The research team found that 78per cent of children in the VR group had a "low distress" score of less than five, as compared with 52per cent in the control group. Eight kids in the VR group requested parental presence, compared with 18 in the control group. Parental satisfaction scores were also slightly higher, with a 9.4 on a 10-point scale in the VR group and an 8.6 in the control group. The procedure time was slightly shorter in the VR group and required fewer repeats for children who moved around during the procedure.
"Pre-experiencing the procedure in virtual reality can be very helpful for reducing the patients' anticipatory fears about the unknown," Hoffman said. "Also, getting to try VR helps medical procedures become more cool. I'll bet that what the kids take away from the experience (and what they tell their friends afterwards) is the memory of the VR instead of a memory of a scary hospital experience."
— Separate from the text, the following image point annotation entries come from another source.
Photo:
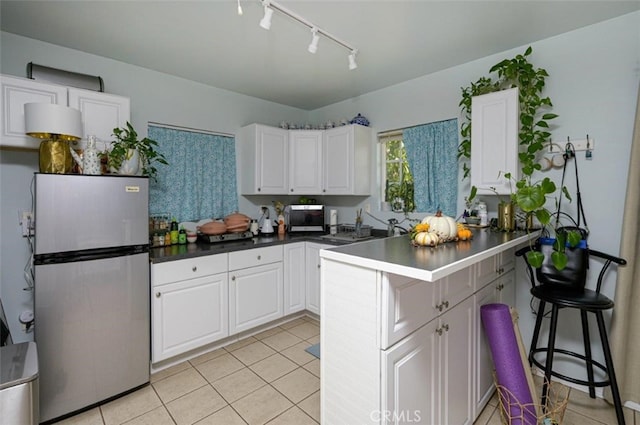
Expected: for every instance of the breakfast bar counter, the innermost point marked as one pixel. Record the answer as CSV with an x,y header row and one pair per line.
x,y
401,338
398,255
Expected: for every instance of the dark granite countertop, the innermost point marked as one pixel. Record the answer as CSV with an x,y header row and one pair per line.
x,y
202,248
398,255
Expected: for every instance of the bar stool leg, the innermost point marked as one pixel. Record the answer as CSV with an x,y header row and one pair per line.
x,y
610,370
587,353
550,348
536,332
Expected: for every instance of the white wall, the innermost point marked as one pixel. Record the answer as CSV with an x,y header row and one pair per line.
x,y
593,82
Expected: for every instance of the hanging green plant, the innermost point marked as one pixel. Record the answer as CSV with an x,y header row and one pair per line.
x,y
530,196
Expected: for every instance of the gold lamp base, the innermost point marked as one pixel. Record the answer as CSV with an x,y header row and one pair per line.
x,y
55,157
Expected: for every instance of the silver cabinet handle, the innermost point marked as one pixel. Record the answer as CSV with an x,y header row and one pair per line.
x,y
442,305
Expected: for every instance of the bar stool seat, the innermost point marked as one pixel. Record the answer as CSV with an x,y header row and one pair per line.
x,y
586,300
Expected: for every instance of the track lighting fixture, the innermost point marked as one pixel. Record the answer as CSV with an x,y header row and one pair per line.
x,y
265,22
352,60
313,47
268,13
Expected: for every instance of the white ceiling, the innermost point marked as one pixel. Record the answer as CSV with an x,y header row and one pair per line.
x,y
206,41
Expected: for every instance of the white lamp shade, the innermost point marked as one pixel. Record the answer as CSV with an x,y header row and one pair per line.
x,y
47,120
266,20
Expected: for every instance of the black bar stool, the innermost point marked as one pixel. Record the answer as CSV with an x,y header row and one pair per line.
x,y
560,291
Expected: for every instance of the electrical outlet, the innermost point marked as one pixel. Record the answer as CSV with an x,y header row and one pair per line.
x,y
27,223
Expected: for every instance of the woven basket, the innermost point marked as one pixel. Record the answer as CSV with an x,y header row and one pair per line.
x,y
552,412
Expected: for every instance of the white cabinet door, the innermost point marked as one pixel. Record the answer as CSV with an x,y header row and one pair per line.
x,y
188,314
313,276
305,162
456,364
494,140
101,113
255,296
410,379
347,160
506,287
15,93
294,277
263,160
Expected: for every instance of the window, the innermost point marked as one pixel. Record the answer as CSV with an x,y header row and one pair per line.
x,y
397,181
421,168
200,181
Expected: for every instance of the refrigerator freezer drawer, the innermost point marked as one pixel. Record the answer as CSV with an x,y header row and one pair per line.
x,y
75,212
92,331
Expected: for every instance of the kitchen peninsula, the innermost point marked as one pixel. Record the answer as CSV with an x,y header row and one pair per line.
x,y
401,338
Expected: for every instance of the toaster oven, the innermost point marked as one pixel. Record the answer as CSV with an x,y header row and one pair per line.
x,y
306,218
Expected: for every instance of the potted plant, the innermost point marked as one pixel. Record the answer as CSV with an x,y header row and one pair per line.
x,y
530,196
127,153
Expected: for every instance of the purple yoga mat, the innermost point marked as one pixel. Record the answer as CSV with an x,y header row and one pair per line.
x,y
510,373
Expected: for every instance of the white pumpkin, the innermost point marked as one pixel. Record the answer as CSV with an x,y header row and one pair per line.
x,y
426,239
444,226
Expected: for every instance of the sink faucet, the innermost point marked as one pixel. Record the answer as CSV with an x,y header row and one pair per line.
x,y
391,226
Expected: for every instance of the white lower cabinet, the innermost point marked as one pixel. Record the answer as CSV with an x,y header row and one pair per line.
x,y
294,277
427,376
255,289
192,311
313,276
411,350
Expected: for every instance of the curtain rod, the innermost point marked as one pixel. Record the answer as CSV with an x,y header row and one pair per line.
x,y
398,131
196,130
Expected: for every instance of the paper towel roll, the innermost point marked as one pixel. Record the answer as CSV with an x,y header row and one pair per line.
x,y
333,217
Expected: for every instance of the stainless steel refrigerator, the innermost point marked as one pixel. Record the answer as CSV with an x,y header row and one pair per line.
x,y
91,289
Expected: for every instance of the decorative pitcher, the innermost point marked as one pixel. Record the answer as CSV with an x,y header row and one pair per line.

In future studies, augmented reality using "see-through glasses" could allow children to see the cartoon characters while they go through the procedure, Hoffman said. Other studies have used virtual reality during dental procedures, blood draws, and burn wound cleaning to help children's pain and anxiety.
"Now researchers need to know what in particular is helping our patients, whether the distraction component or isolation from visually-stressful stimuli, as well as what type of content is most helpful such as a calming scene or an exciting game," said Dr. Samuel Rodriguez, director of Stanford University's Chariot Program, which uses virtual reality, augmented reality and smart projectors to capture patients' imaginations to decrease pain and anxiety.
"My hunch is that it's not one-size-fits-all, and we need to have a variety of solutions based on the type of procedure or developmental level of the patient," he told Reuters Health by phone. "We're learning how to pair the best piece of content with each child based on experience."